Terbesitnya Sosial Protes dalam Satu Panggung Sandiwara



A picture by: Atha Raditha, 23 September 2019; TBJT Surakarta

The Three Lives of Antigone merupakan sebuah naskah drama milik Slavoj Zizek, yang untuk pertama kalinya diterjemahkan dalam bahasa Indonesia oleh kelompok Teater Terjal FIB UGM dengan judul Antigone: Trilogi Kematian Hasrat. Naskah ini menceritakan seorang tokoh bernama Antigone yang sangat setia kepada keluarga serta hukum paten dari para dewa. Juga Raja Creon—paman dari Antigone—yang sangat otoriter dan selalu mengatasnamakan kebaikan negara dalam membuat keputusan. Akan tetapi, ketika suatu masalah datang, lalu Antigone mencoba untuk menyuarakan pendapatnya akan permasalahan tersebut, malah mengakibatkan munculnya banyak malapetaka di Negeri Thebes.

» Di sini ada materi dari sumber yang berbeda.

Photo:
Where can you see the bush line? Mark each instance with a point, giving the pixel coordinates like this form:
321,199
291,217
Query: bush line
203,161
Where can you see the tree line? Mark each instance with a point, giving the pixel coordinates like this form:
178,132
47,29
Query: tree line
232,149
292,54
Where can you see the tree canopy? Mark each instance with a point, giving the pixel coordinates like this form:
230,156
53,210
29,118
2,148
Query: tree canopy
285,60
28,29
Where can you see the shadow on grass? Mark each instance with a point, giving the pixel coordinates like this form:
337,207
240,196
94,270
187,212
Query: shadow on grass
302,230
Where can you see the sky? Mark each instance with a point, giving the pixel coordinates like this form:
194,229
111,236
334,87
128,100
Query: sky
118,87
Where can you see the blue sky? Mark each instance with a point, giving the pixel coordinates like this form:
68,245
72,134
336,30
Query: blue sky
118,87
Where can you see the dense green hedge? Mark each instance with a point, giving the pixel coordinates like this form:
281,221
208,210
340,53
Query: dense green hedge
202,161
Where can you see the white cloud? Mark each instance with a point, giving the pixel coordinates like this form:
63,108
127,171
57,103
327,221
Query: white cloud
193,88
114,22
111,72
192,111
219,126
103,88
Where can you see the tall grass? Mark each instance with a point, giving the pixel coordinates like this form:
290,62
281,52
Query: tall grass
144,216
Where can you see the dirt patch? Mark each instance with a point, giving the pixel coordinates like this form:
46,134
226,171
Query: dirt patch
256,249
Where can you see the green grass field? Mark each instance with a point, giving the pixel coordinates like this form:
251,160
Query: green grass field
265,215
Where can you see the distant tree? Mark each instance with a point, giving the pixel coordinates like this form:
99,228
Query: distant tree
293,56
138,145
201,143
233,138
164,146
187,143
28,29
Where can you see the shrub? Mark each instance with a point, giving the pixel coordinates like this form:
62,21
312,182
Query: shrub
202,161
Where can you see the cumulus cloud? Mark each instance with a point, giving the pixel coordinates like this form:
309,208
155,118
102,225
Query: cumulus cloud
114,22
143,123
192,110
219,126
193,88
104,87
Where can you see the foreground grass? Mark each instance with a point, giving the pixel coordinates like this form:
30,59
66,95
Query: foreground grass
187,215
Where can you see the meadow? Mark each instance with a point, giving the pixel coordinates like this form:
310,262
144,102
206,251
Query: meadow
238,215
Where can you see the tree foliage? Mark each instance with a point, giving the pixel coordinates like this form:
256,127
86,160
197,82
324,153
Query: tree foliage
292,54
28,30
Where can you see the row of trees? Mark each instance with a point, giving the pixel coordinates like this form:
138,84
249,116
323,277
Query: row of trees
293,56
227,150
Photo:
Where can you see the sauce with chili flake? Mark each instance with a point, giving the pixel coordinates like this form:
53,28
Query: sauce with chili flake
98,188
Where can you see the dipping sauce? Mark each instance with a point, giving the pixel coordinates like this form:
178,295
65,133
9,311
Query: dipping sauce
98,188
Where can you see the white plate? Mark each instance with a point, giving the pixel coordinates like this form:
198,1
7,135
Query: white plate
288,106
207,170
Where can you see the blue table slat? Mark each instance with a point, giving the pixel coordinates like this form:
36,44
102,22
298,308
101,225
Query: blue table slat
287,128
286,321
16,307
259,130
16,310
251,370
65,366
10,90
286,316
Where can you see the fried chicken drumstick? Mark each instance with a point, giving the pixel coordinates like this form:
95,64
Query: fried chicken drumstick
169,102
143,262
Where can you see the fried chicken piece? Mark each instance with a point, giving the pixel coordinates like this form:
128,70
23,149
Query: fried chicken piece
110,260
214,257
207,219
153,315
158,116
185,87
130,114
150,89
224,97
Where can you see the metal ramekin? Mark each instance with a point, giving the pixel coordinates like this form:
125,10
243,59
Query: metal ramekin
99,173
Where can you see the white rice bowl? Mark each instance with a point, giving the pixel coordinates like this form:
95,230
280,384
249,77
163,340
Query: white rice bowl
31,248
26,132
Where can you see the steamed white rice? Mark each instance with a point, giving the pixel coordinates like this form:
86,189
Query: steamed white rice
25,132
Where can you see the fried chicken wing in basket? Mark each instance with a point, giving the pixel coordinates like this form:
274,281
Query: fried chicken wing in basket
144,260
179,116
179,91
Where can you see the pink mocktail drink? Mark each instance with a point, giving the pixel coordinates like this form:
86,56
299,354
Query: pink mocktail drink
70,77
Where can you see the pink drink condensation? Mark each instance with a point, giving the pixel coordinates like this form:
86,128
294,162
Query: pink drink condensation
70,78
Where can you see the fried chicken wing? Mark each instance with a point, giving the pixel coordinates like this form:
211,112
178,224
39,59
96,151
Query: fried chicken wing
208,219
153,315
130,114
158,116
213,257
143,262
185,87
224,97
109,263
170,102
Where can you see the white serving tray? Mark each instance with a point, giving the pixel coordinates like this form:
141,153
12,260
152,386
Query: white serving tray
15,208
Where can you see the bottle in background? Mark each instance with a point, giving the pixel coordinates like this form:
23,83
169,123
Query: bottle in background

Permasalahan itu bermula ketika Antigone menginginkan saudaranya, Polyneices, yang sudah makar terhadap negara agar dimakamkan dengan semestinya. Namun, karena ia dianggap makar, Creon pun tidak ingin memberikan pemakaman yang layak. Ia hanya membiarkan jasad Polyneices begitu saja dan akan merajam sampai mati bagi siapapun yang menguburkannya. Begitu kerasnya aturan Creon yang pada akhirnya membuat Antigone marah dan membela hukum ‘Dewa’. Setelah kejadian pengkhianatan oleh Polyneices, penguburan paksa oleh Antigone, serta aturan otoriter yang diberikan oleh Creon, banyak malapetaka yang hadir di negeri itu.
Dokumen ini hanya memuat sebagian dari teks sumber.